Co-operative model could mark a new blockchain-based iteration of the sharing economy
One of the phrases most commonly touted by blockchain developers is “decentralization.” The team behind Eva, “a co-operative ride-sharing application” built on the EOSIO blockchain protocol, are certainly enthusiastic about that concept. But there’s another guiding principle that seems just as fundamental to Eva and that is “localization.”
Raphaël Gaudreault, Eva’s co-founder and Chief Technical Officer, explains how localization came to take center stage. “In late 2017, Uber threatened the government of Quebec, Canada, with leaving the province if its rules were not relaxed,” he says. Along with Dardan Isufi, a fellow student of Software Engineering and Political Science who is now Eva’s Chief Optimization Officer, he began pondering the issue.
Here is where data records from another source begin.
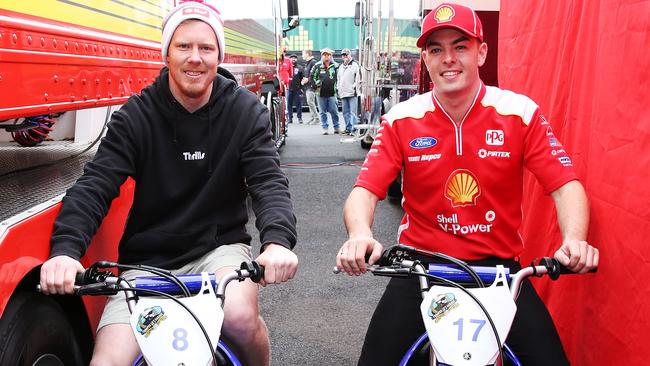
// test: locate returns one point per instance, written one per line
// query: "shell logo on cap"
(196, 10)
(444, 14)
(462, 188)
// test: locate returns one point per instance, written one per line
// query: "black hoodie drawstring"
(175, 127)
(209, 152)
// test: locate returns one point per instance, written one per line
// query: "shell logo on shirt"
(462, 188)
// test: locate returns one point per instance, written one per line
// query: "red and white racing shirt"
(462, 182)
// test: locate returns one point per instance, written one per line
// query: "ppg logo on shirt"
(423, 142)
(494, 137)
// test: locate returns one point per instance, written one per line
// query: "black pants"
(397, 324)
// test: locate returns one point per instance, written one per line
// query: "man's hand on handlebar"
(58, 274)
(280, 264)
(351, 258)
(577, 255)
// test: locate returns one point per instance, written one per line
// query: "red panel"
(586, 64)
(26, 245)
(51, 68)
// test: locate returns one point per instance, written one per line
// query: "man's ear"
(482, 53)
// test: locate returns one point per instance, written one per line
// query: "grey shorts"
(116, 310)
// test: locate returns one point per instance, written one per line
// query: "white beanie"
(192, 10)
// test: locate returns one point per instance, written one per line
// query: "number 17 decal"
(479, 325)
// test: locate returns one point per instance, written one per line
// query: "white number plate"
(459, 330)
(168, 335)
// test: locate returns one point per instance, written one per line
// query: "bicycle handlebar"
(97, 281)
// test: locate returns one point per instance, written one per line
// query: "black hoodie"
(193, 172)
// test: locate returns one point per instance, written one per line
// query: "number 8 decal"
(180, 339)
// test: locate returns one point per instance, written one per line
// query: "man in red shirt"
(462, 149)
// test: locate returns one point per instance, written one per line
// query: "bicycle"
(170, 330)
(449, 308)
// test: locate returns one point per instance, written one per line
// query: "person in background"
(286, 73)
(349, 77)
(309, 87)
(324, 76)
(198, 146)
(462, 149)
(294, 93)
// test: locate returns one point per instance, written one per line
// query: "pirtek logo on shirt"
(462, 188)
(197, 155)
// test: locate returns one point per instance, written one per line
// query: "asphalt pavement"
(320, 318)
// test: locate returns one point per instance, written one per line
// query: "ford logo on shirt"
(423, 142)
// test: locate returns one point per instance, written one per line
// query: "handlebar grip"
(555, 268)
(255, 270)
(80, 278)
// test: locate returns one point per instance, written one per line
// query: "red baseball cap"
(455, 16)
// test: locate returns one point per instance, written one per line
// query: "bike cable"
(160, 272)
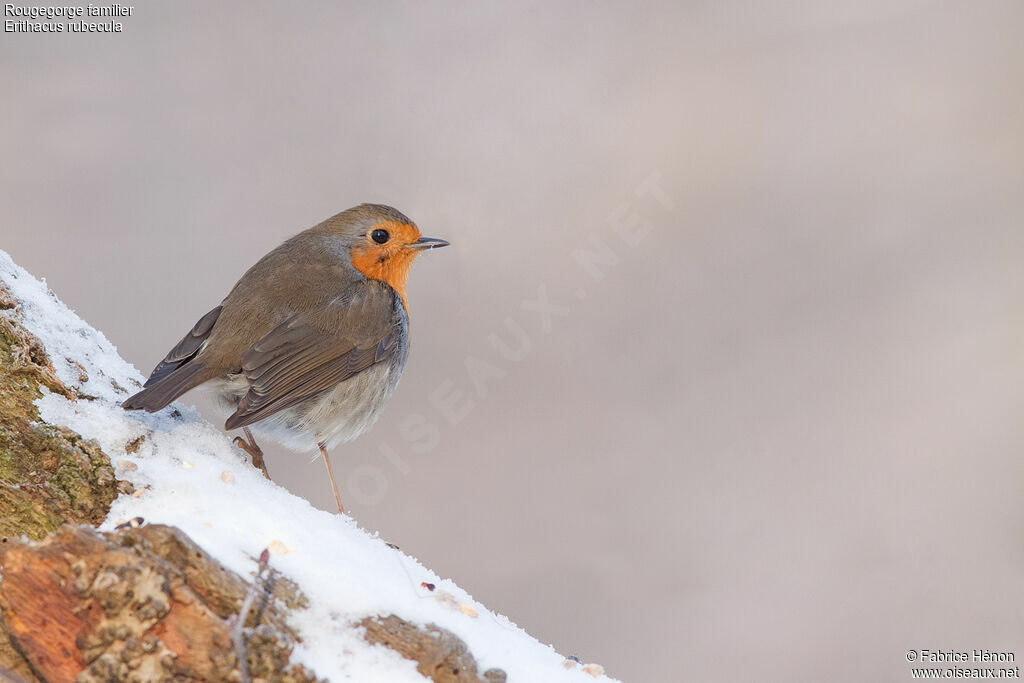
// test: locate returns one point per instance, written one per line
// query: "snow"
(193, 477)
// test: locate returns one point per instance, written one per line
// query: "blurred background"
(722, 377)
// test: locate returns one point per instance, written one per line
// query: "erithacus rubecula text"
(310, 343)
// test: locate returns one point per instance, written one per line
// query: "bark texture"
(143, 603)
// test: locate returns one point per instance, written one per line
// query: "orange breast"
(388, 262)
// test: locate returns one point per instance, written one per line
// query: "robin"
(310, 343)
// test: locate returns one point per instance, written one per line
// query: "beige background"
(779, 438)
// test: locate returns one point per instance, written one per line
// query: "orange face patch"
(388, 261)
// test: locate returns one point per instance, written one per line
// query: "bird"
(310, 343)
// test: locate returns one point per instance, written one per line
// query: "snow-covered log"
(144, 547)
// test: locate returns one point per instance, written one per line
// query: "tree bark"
(144, 602)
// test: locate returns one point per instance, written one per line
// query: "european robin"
(310, 343)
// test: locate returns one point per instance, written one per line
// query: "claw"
(255, 453)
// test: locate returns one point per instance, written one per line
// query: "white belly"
(332, 419)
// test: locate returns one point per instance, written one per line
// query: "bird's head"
(384, 243)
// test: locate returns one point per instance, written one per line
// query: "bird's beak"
(426, 244)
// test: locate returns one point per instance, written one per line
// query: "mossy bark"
(48, 475)
(142, 603)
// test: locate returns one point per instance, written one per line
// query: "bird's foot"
(255, 453)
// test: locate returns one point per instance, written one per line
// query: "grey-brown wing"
(185, 349)
(302, 357)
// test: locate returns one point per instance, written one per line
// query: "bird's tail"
(158, 394)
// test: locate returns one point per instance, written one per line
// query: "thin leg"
(253, 450)
(330, 473)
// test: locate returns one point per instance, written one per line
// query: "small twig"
(238, 629)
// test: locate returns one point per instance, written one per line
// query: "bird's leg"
(330, 473)
(253, 450)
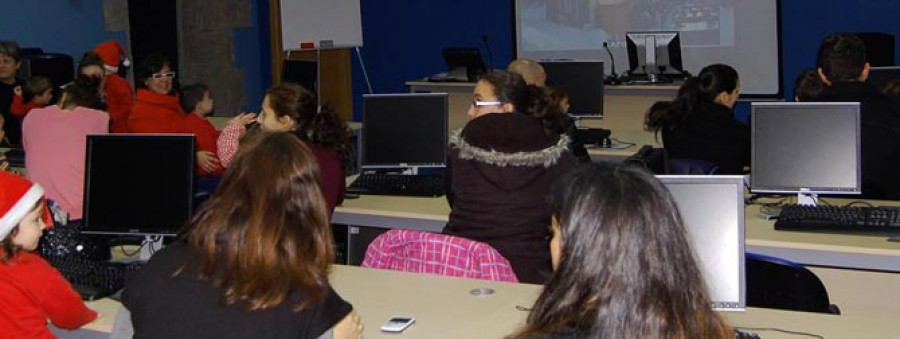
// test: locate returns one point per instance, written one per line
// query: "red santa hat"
(17, 198)
(110, 52)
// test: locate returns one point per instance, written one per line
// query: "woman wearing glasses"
(156, 108)
(501, 166)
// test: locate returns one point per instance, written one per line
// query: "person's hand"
(349, 328)
(207, 161)
(243, 119)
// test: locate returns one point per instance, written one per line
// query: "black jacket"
(501, 168)
(880, 140)
(710, 132)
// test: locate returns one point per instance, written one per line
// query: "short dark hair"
(842, 57)
(808, 86)
(191, 95)
(149, 65)
(35, 86)
(10, 48)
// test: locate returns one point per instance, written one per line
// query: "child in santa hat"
(31, 291)
(119, 93)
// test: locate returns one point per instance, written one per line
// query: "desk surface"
(445, 308)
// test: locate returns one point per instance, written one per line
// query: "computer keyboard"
(397, 184)
(840, 219)
(93, 279)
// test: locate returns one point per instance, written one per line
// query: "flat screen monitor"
(881, 76)
(404, 130)
(583, 80)
(464, 63)
(712, 209)
(655, 55)
(805, 148)
(140, 184)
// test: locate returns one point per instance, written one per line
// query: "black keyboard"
(844, 219)
(93, 279)
(396, 184)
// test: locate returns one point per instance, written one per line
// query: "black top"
(13, 125)
(880, 139)
(163, 306)
(501, 167)
(710, 132)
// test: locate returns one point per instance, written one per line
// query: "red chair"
(434, 253)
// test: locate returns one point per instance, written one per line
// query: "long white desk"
(444, 307)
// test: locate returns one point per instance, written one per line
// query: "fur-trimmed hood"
(513, 139)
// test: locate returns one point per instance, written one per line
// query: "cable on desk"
(772, 329)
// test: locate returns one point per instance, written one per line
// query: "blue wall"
(59, 26)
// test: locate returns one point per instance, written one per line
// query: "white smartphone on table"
(397, 324)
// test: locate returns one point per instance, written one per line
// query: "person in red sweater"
(291, 108)
(36, 93)
(31, 291)
(119, 94)
(195, 100)
(157, 109)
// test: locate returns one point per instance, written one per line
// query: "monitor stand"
(151, 245)
(806, 198)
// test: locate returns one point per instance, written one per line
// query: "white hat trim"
(12, 218)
They came to the conclusion that “traditional ride-sharing companies aggregate the economy at cities’ expense and disregard local regulations.”
The problem as they saw it with this segment of the so-called sharing economy was that wealth was being extracted from local markets. “These companies capture around a quarter of market share versus standard taxis, but the money is invested in capitalization in other countries. They simply aggregate the economy and delocalize it.”
Buoyed by a sense of idealism, Gaudreault, who is Quebecois, and Isufi, whose roots are in Albania, quickly assembled a multinational team of development talent — including Max Gravitt, from the US, and Merouane Benthameur, from Algeria — to find innovative solutions that redressed these flaws in ways that might, so to speak, disrupt the sector’s earlier disruptors.
Eva is intended to work as a network of cooperatives based around a new relationship between driver and passenger members that removes the middleman. As the Eva website states: “The core of the project is its decentralized network, which uses blockchain technology in order to organize urban mobility on a global scale while ensuring a redistribution of the profits generated at the local scale.”
In the Eva model, 85% of each transaction goes to the driver, with the remainder being split between members of the co-operative, an ecosystem “treasury” and a foundation responsible for maintaining the network. Blockchain automates these allocations, and, according to Eva’s white paper, “improves the ability to integrate different modes of payment while ensuring an anonymous, immutable, and transparent technical protocol.”
“Eva deploys an immutable contract based on the EOS blockchain to offer an open ledger for mobility that keeps members’ data anonymous,” adds Gaudreault. By contrast, he is quick to point out, data harvested by traditional ride-sharing platforms has been notoriously leaky.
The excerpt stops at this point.